Livret de famille : Samara Weaving, Adam Brody, Mark O’Brien, Andie McDowell…

Signes particuliers : Un thriller d’épouvante qui manque de caractère.

MARIÉE OU MORTE DANS L’ANNÉE LA NUIT

NOTRE AVIS SUR WEDDING NIGHTMARE

Synopsis : La nuit de noces d’une jeune mariée tourne au cauchemar quand sa riche et excentrique belle-famille lui demande d’honorer une tradition qui va se révéler meurtrière et où chacun luttera pour sa survie. 

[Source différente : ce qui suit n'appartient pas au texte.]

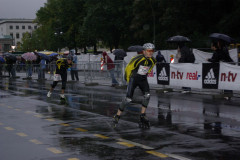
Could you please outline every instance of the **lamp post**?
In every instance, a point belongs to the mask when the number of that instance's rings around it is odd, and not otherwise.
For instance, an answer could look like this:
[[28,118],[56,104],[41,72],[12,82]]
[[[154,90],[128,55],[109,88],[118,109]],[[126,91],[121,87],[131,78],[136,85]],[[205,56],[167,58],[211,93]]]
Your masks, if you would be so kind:
[[16,48],[16,46],[11,46],[11,48],[12,48],[12,53],[13,53],[15,48]]
[[60,36],[61,35],[63,35],[63,32],[62,31],[60,31],[60,32],[55,32],[54,33],[54,35],[56,36],[56,37],[58,37],[58,54],[60,53]]
[[151,9],[152,9],[152,16],[153,16],[153,44],[155,45],[155,33],[156,33],[156,20],[155,20],[155,12],[154,12],[154,9],[153,9],[153,6],[152,6],[152,1],[149,0],[150,2],[150,5],[151,5]]

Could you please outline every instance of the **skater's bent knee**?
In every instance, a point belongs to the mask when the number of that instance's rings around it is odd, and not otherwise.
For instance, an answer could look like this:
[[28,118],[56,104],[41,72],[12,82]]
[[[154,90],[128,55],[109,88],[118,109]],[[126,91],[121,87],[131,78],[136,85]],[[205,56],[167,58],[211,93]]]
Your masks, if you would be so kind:
[[149,100],[150,100],[150,93],[145,93],[144,96],[143,96],[143,101],[142,101],[142,105],[145,108],[147,108]]
[[119,110],[123,112],[124,108],[131,102],[132,102],[131,98],[128,98],[128,97],[124,98],[124,100],[122,101],[122,103],[121,103],[121,105],[119,107]]

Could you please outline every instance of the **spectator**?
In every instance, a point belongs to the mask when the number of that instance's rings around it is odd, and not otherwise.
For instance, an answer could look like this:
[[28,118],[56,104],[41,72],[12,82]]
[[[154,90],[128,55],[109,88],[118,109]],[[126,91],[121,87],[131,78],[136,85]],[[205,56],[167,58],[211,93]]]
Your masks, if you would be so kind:
[[156,60],[159,63],[161,63],[161,62],[166,63],[166,60],[165,60],[164,56],[162,55],[161,51],[158,51]]
[[38,71],[38,80],[45,80],[46,60],[40,57],[40,68]]
[[103,62],[104,62],[104,64],[107,65],[107,70],[109,71],[110,76],[112,78],[112,85],[111,85],[111,87],[115,87],[115,86],[118,85],[118,81],[116,80],[116,78],[114,76],[115,65],[114,65],[112,59],[107,55],[106,52],[103,52],[102,55],[103,55]]
[[72,80],[74,81],[75,78],[77,81],[79,81],[79,78],[78,78],[78,70],[77,70],[77,56],[74,54],[74,53],[71,53],[71,55],[69,56],[72,56],[73,58],[73,64],[72,64],[72,67],[71,67],[71,78]]
[[[207,61],[212,63],[219,63],[222,62],[233,62],[232,58],[229,55],[227,44],[222,40],[215,40],[211,44],[211,49],[213,50],[213,56]],[[226,96],[224,97],[226,100],[230,100],[233,94],[232,90],[223,90],[223,94]]]
[[[187,46],[185,46],[184,43],[178,44],[178,53],[180,54],[178,63],[194,63],[195,56],[193,52]],[[190,87],[182,87],[182,89],[182,93],[189,93],[191,91]]]

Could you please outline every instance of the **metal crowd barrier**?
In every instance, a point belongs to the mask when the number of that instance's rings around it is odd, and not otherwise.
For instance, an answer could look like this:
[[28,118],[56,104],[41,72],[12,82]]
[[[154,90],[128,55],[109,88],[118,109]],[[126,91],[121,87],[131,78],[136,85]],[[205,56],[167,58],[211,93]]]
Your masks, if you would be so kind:
[[[124,70],[126,67],[125,62],[117,61],[113,64],[115,68],[112,72],[114,73],[114,77],[118,81],[118,84],[126,84],[124,82]],[[101,62],[79,62],[76,67],[79,80],[84,81],[85,83],[111,83],[112,78],[110,70],[107,69],[107,65],[111,64],[105,64],[104,69],[101,70]],[[53,80],[56,65],[54,63],[49,63],[45,65],[44,69],[42,69],[43,67],[44,66],[41,66],[40,64],[0,64],[0,76],[23,79]],[[71,79],[71,69],[68,69],[68,81],[71,81]]]

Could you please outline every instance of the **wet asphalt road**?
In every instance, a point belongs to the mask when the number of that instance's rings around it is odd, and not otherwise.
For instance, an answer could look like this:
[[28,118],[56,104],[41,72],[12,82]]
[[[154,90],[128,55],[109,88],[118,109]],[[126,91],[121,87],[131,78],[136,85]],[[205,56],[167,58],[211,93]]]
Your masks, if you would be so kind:
[[125,90],[68,83],[68,104],[51,81],[0,79],[1,160],[240,159],[240,99],[151,91],[151,129],[138,128],[141,94],[116,129]]

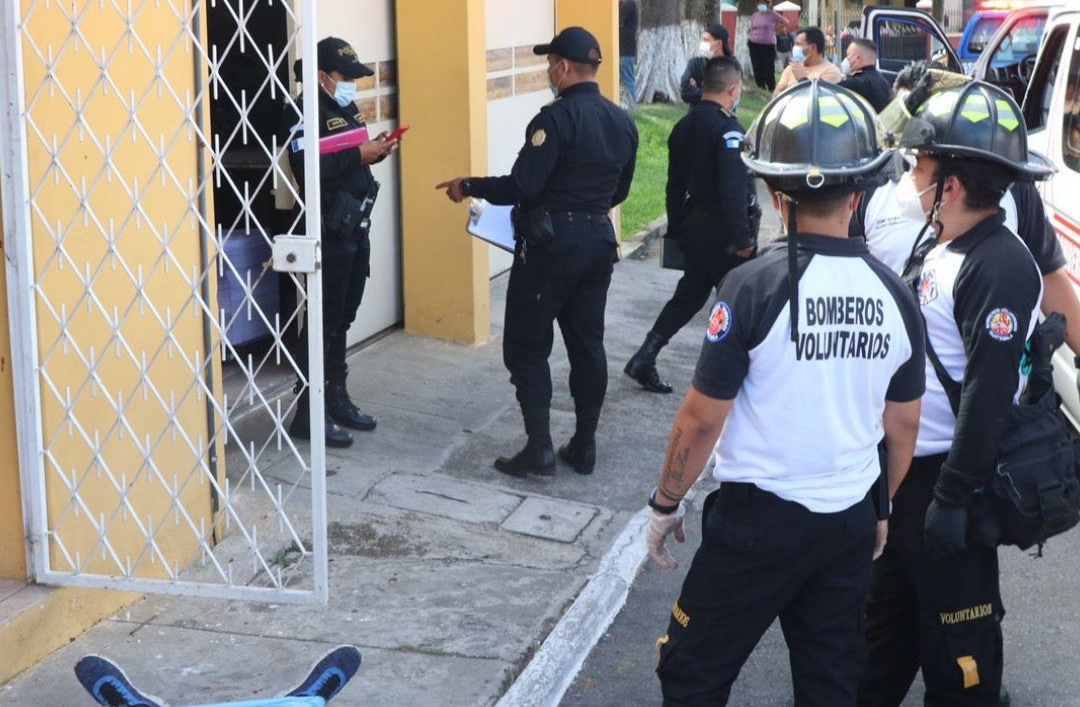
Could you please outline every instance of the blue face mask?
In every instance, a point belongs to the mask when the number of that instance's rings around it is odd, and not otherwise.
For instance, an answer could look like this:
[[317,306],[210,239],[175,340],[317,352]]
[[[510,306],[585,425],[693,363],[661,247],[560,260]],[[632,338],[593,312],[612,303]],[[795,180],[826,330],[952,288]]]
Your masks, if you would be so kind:
[[356,98],[356,84],[349,80],[338,81],[334,86],[334,100],[344,108]]
[[796,44],[791,48],[791,58],[795,61],[806,61],[806,52],[803,51],[802,47]]

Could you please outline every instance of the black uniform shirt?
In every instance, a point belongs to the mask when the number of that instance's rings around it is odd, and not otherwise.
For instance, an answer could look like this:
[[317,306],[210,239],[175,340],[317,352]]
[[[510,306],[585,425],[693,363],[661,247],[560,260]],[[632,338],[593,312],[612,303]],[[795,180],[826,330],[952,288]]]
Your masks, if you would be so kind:
[[840,85],[865,98],[878,113],[881,112],[882,108],[889,105],[889,101],[892,99],[892,85],[875,66],[859,69],[841,81]]
[[619,56],[637,56],[637,0],[619,3]]
[[606,213],[630,192],[637,145],[634,122],[596,83],[574,84],[529,123],[510,174],[473,177],[468,195],[492,204]]
[[679,95],[687,103],[697,105],[701,100],[701,85],[705,83],[705,65],[709,60],[703,56],[691,57],[679,79]]
[[[355,104],[342,108],[326,91],[319,89],[318,93],[320,138],[367,127]],[[285,109],[287,116],[285,134],[289,141],[289,167],[292,168],[293,176],[300,185],[300,193],[303,194],[304,149],[307,147],[318,149],[318,144],[314,140],[307,140],[304,135],[304,123],[300,117],[303,114],[303,103],[300,99],[297,99],[297,109],[300,113],[288,107]],[[355,147],[319,156],[319,181],[322,182],[324,209],[333,201],[334,194],[341,190],[349,192],[358,199],[363,198],[371,188],[373,180],[371,167],[360,162],[360,150]]]
[[702,101],[690,109],[668,137],[668,229],[677,234],[689,213],[722,217],[716,238],[753,245],[747,204],[753,180],[740,157],[743,129],[719,103]]

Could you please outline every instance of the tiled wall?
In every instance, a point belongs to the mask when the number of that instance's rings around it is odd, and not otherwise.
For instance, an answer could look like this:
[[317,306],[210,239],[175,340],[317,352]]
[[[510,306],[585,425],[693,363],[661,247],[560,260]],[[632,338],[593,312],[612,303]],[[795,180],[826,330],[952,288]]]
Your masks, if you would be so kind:
[[547,90],[547,58],[533,54],[532,48],[530,44],[488,50],[489,101]]
[[356,105],[368,123],[397,119],[397,62],[376,61],[367,66],[374,76],[356,81]]

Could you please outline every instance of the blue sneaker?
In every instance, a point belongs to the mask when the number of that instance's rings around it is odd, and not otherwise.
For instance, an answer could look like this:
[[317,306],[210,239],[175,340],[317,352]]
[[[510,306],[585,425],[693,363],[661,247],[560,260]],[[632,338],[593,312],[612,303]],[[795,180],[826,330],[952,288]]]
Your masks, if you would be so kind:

Alors que le chemin des vacances refermera bientôt ses portes et que les têtes seront tournées vers la rentrée, Wedding Nightmare pointera le bout de son nez histoire de conclure la période estivale dans un charmant bain de sang prêt à tâcher les écrans. Réalisation de Tyler Gillett et Matt Bettinelli-Olpin (le duo coupable de l’exécrable The Baby il y a cinq ans), Wedding Nightmare s’inscrit un peu dans la veine de ces séries B au standing correct façon Escape Game et autre Happy Birthdead. En gros, ces séries B exploitant une mécanique visant à allier horreur et touches d’humour destinées à faire passer un pitch complètement neuneu-portnawak en jouant ouvertement la carte du second degré.

Survival dont l’aplomb sérieux est un peu désamorcé par la légèreté comique de son histoire rocambolesque (une future mariée doit passer un rite initiatique pour entrer dans la riche famille de son mec et se retrouve à devoir survivre une nuit à une partie de cache-cache meurtrière dans leur manoir), Wedding Nightmare est l’exemple typique du film inabouti car à cheval entre deux tons et ne réussissant pas à les marier avec habileté faute de pousser suffisamment le curseur dans un sens ou dans l’autre. D’un côté, il y a ce film d’épouvante qui voudrait nous faire trembler mais qui échoue tant tout y est extrêmement prévisible. Difficile alors d’éprouver de la terreur pour cette héroïne toute mignonne qui va se transformer en survivante badass. De l’autre, il y a ce ton humoristique qui cherche à donner au film un caractère « délire gore déjanté » mais qui se freine constamment dans ses envolées de trash-barré en dehors de 2-3 maigres scènes au ludique horrifique amusant.

Mais ce qui plombera surtout ce Wedding Nightmare aux yeux des fans de cinéma de genre, c’est surtout son terrible manque d’originalité. Le tandem Gillett/Bettinelli-Olpin ne maîtrise pas assez bien son affaire et se contente de tourner autour de ses possibilités sans jamais l’élever au rang de petit délice régressif. On reste alors très « spectateur distant » de cette nuit cauchemardesque écrite avec des moufles (les personnages n’ont ni queue ni tête et encore moins de logique dans leurs actions) mais qui néanmoins, peut se regarder comme un divertissement correct et vaguement rigolo sans toutefois tenir la distance sur la longueur. Et pour cause, Wedding Nightmare s’essouffle trop vite faute de caractère.